Statistical inference is the science of drawing conclusions about a population based on information contained in a sample.

A particular type of inference is involved with the testing of hypotheses concerning some of the parameters of the population distribution. These hypotheses will usually specify that a population parameter, such as the population proportion, has a certain value. We must then decide whether this hypothesis is consistent with data obtained in a sample.

Fair Cards?

Let’s consider three experiments with three decks of cards (52 cards per deck).

  1. Load all three decks of cards.

    cards <- read.csv("https://albums.yuanting.lu/sta126/data/cards.csv")
  2. Repeat the command ten times to draw (with replacement) a sample of 10 cards from the first deck.

    sample(cards$deck1, 1)
  3. How many red cards do you get? What is the proportion of red cards?

  4. Do you think this is a fair deck?

  5. Repeat the process for the second deck of cards. What proportion of red cards do you get in a sample of 10 cards (with replacement)? Do you think it is a fair deck?

    sample(cards$deck2, 10, replace = TRUE)
  6. How about the third deck of cards? Do you think it is a fair deck?

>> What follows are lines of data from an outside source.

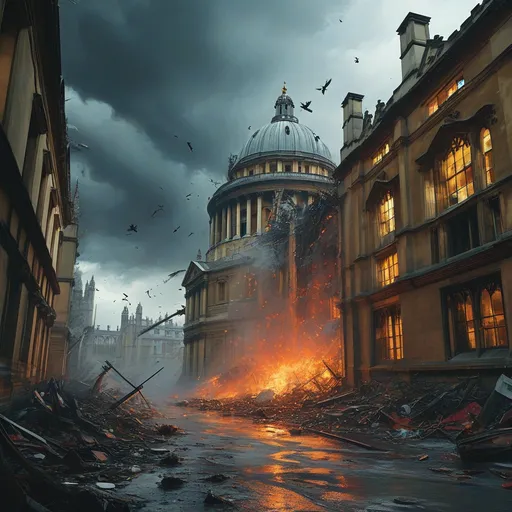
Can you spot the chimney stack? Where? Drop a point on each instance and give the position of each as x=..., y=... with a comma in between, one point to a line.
x=352, y=117
x=414, y=33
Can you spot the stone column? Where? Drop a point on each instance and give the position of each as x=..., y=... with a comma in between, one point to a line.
x=248, y=214
x=203, y=301
x=258, y=213
x=223, y=226
x=238, y=219
x=228, y=223
x=217, y=227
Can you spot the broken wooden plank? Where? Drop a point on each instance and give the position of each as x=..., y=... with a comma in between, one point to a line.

    sample(cards$deck3, 10, replace = TRUE)
  7. Finally, let’s reveal the three decks of cards. Did you get all the correct decisions earlier?

    table(cards$deck1)
    table(cards$deck2)
    table(cards$deck3)

Concepts

  • Null hypothesis: the hypothesis to be tested, denoted by \(H_0\).
  • Alternative hypothesis: the hypothesis to be established, denoted by \(H_1\) or \(H_a\).
  • P-value: the (largest) probability of obtaining test results at least as extreme as the results actually observed, under the assumption that the null hypothesis is correct.
  • Type I error: Reject a true null hypothesis.
  • Type II error: Fail to reject a false null hypothesis.

Two-Sided Test

\(H_0: p=p_0\)

\(H_1: p\ne p_0\)


Example 1. If we randomly draw (with replacement) 10 cards from a deck of standard cards, and observe 3 out of 10 are red, then can we conclude that this is not a fair deck of cards?

Let \(p\) denote the true proportion of red cards.

  • \(H_0: p = 0.5\)
  • \(H_1: p \ne 0.5\)
  • P-value:
    • Based on the binomial distribution (\(n=10\) and \(p=0.5\)):

      2 * pbinom(3, 10, 0.5)
      ## [1] 0.34375
    • Based on the normal approximation (i.e., the sampling distribution of \(\widehat p\)), in which \(\scriptsize E[\widehat p]=p=0.5\) and \(\scriptsize SD(\widehat p)=\sqrt{p(1-p)/n}=\sqrt{0.5(1-0.5)/10}\), with continuous correction applied:

      2 * pnorm(3.5 / 10, 0.5, sqrt(0.5 * (1 - 0.5) / 10))
      ## [1] 0.3427817

      If the cards were fair, the probability of getting 3 or fewer red cards, or 7 or more red cards in a sample of 10 cards is about 0.343.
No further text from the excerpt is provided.